3. Think about the concept of “kindness” that
Timothy Murphy develops in the last chapter of his book Humankind: Solidarity with Nonhuman People. For Morton, “kindness”
is an “acknowledgement of nonhumans,” “that we share their world, and they
share ours.” This is not a “sharing” in the usual ecological sense, where we
would think of sustainability, conservation, or return on investment. Morton’s
kindness does not find itself in economic analyses or spiritural
considerations. Instead, he thinks of closeness outside of the binaries of
cost/benefit, of “theistic discourses of good and evil, or biopoliitical discourses
of sickness and health, or petrocultural discourses of efficiency and
sustainability.” This closeness is closer than even the line between self and
other, closer than the space between active and passive. “Ecological awareness is claustrophobic. You find yourself
surrounded, permeated, composed of not-you beings.” It is so close that “you”
yourself is punctured by “not-you beings,” by the dog curled up next to you, by
the music flowing out of your computer’s speakers, by the birds, the house
sparrows, the European starlings, the American crows, outside your window. All
of these things are always closing in on you. They cannot be escaped.

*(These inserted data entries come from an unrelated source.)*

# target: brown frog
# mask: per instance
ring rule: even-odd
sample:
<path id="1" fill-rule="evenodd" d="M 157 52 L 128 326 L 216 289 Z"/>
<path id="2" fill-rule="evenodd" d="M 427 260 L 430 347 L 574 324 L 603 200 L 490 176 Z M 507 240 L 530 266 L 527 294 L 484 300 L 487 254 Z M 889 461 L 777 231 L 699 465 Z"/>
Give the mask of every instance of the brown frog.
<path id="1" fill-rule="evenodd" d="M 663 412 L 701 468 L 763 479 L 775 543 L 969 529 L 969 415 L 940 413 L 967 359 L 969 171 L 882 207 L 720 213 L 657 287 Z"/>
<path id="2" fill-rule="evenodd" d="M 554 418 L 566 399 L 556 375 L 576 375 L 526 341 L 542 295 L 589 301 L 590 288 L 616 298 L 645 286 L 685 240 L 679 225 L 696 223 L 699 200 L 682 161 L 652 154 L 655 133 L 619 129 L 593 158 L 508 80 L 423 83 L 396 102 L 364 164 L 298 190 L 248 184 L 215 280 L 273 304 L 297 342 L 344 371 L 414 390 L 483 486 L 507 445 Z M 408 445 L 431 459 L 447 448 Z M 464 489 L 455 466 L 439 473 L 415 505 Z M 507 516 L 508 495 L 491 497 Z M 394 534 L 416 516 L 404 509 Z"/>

And ecological awareness of this
kind doesn’t just function on this molar level. Morton writes, “Ecological awareness is knowing that
there are a bewildering variety of scales, temporal and spatial, and that the
human ones are only a very narrow region of a much larger and necessarily
inconsistent and varied scalar possibility space, and that the human scale is
not the top scale.” The human scale is not the top scale. The human scale is
not the top scale. Scales are not hierarchies. Morton invites us to think of a
rock. “On an inhumanly large timescale, rocks behave like liquids, coming and
going, moving, shifting, melting. Rocks fail to sit there doing nothing. Humans
aren’t caught in anthropocentrism without an exit, because they can discern
rocks to be liquid, attuning to the timescale on which that liquidity operates,
letting it affect them, becoming excited or horrified.” Ecological awareness
tells us to think of rocks as liquids, as moving things that flow through space
and time. The timespan of human life is not the timescale of geologic time, but
we can tune into this scale. It’s anti-anthropocentric, so slow that a human
point of view disappears. And ecological awareness brings other scales with it.
“On an inhumanly small
spatio-temporal scale, tiny slivers of rock vibrate all by themselves.” Rocks are always moving on this scale, “quivering”
as Morton calls it.
So what if I say: The state of the
birds is liquid. Birds are individuals, flocks, populations. They are
speciating right now. Ask an ornithologist how many species of red crossbills
there are. One? Eight? A billion? (see: http://www.audubon.org/field-guide/bird/red-crossbill).
Birds are dinosaurs. They make nests in your gutters. Morton writes “for some
reason, this part of your house is where the sparrows, not you, get to have fun.”
Sparrows can colonize part of your house. Starlings can colonize a feedlot.
Crows can colonize your neighborhood. They know you. Birds have an ecological
awareness. They feel magnetic fields. They know how many hours a day the sun
shines. They know where the bugs are. They know the temperature. One bird can
know where Tierra del Fuego and the Arctic are. It flies to both places. Human
conservation practices want to kick birds out of the human world, to say what
birds are worth, to say that birds are good, to say that we should value birds.
A different kind of ecological awareness might start by saying: “Here are some
birds. What are we doing to them? What do they doing to us?”